I ask Michael whether he’s accomplished his goal. “Yeah. I think we have made this landscape incredibly more meaningful for us.” Our table glows in the sunset, a perfect square. It is beautiful, and delicate, its tangerine gleam a halo above the charcoal-colored pavement. But some other, ugly, metal table has also shown up, brought by two more interlopers—artists Michael has invited from L.A. They have also delivered three devilishly attractive chairs, with soft backs, and arms. Chairs a person could relax into.
I eyeball our tiny, uncomfortable stools, and hobble over to one. Michael does the same. Matt sits across from me, and Ashwin, wordlessly, by my side. We look up at the three outsiders. They laugh. “Damn straight we’re gonna sit at our table,” says Michael, and perhaps for the first time, his words ring utterly true.
The ceviche is miraculous, the chorizo fantastically salty. Dandelion greens—bitter against buttery beans—have never tasted so good. A little boy presses his entire upper body against the top of his backseat window to get a better look. I tune out the highbrow dinner chatter, and wave at passersby. Some wave back.
“Why am I the only one waving?” I blurt out at last. “Are we simply having dinner among like-minded people here? Is this really ‘imbuing a landscape with meaning’?”

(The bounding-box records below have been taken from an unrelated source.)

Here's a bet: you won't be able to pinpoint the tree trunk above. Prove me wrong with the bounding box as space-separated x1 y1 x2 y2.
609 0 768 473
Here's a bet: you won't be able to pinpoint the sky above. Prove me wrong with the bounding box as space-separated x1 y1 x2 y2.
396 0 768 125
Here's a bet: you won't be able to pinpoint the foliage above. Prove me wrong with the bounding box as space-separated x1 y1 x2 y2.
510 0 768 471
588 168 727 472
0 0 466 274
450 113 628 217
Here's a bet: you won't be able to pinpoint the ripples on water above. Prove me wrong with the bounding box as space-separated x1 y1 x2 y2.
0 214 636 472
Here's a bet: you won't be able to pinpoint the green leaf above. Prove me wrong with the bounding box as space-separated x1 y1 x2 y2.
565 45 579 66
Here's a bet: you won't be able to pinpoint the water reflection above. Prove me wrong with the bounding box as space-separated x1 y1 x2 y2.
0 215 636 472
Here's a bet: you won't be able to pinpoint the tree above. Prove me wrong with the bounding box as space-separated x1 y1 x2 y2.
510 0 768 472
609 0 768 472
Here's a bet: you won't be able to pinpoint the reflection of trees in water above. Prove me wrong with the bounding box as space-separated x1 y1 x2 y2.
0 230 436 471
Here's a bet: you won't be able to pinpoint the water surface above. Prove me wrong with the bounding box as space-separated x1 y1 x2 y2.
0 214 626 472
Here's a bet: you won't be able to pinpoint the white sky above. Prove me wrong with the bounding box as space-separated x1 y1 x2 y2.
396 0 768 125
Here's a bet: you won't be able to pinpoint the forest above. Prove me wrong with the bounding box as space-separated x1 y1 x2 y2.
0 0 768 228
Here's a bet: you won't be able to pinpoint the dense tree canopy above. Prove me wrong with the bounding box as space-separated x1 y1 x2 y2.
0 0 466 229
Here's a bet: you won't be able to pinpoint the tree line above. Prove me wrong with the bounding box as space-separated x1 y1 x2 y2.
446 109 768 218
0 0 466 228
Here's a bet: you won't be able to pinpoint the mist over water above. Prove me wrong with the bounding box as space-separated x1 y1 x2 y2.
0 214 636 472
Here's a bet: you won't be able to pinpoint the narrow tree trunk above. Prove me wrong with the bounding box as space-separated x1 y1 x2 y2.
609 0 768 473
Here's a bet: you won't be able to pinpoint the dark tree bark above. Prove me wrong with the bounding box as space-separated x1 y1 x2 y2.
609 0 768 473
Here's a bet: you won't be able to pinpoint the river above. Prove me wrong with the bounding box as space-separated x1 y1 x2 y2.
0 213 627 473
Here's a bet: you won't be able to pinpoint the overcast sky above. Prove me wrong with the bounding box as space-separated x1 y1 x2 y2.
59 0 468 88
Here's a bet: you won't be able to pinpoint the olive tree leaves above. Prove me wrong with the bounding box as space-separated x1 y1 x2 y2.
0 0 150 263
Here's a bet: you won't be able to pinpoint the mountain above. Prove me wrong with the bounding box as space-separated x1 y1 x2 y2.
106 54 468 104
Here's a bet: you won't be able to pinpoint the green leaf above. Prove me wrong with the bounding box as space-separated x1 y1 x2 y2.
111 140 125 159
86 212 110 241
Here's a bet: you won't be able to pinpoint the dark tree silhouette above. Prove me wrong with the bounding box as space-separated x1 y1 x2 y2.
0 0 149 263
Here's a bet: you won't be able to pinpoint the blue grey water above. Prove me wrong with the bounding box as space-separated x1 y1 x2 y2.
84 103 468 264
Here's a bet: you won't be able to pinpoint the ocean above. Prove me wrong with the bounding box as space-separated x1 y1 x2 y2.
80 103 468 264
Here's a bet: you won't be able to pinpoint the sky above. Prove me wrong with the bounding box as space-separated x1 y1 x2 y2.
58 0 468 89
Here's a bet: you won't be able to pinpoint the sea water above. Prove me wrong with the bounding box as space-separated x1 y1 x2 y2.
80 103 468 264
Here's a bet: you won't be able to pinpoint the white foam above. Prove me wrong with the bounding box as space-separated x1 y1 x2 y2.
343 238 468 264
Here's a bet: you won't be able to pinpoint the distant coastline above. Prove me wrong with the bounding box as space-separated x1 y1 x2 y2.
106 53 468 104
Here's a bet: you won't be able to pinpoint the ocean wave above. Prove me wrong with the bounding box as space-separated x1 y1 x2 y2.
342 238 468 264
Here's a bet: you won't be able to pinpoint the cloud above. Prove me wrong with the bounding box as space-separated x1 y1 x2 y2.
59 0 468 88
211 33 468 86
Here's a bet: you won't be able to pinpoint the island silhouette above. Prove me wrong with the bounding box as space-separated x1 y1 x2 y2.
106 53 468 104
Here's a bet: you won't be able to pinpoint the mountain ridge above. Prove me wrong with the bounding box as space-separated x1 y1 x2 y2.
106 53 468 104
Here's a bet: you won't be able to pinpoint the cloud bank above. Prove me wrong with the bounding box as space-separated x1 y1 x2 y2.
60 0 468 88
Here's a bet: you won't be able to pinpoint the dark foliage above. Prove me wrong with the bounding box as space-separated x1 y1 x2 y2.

Michael bristles a bit, and turns to me. “This dinner is a culmination of thirteen years of throwing dinner in atypical spaces, and I’m working with a curator who can bring it to people who are not like-minded.” He pauses, and adds benevolently over the candlelight, “I think it’s great that your impulse is to wave. But I’m going to be doing this for the next thirty years, and I’m more interested in the people at this table.” The implication—that he’ll exert intense change on one small group of people at a time, is not one I can argue with. Because a city I thought I could never like—one teeming with celebrities and limos, and glittery sidewalks—is now totally under my skin.
We finish eating, and collect our things blearily. My legs feel full of rocks. I grab yet another Ibuprofen 600 and what looks in the dim light to be a water bottle—a red, shiny vessel with a twist-off cap. I take a slug and immediately, violently spit it out. It’s kerosene—fuel for the stove. After a thorough rinse with water, a call to a bizarrely nonchalant poison-control hotline staffer, and more than a few muttered expletives, I have to laugh. I have traveled 32 miles along side streets and highways, picking up grit all the way, and now I am drinking petroleum. Los Angeles, in the end, exerts its influence. I have become a car.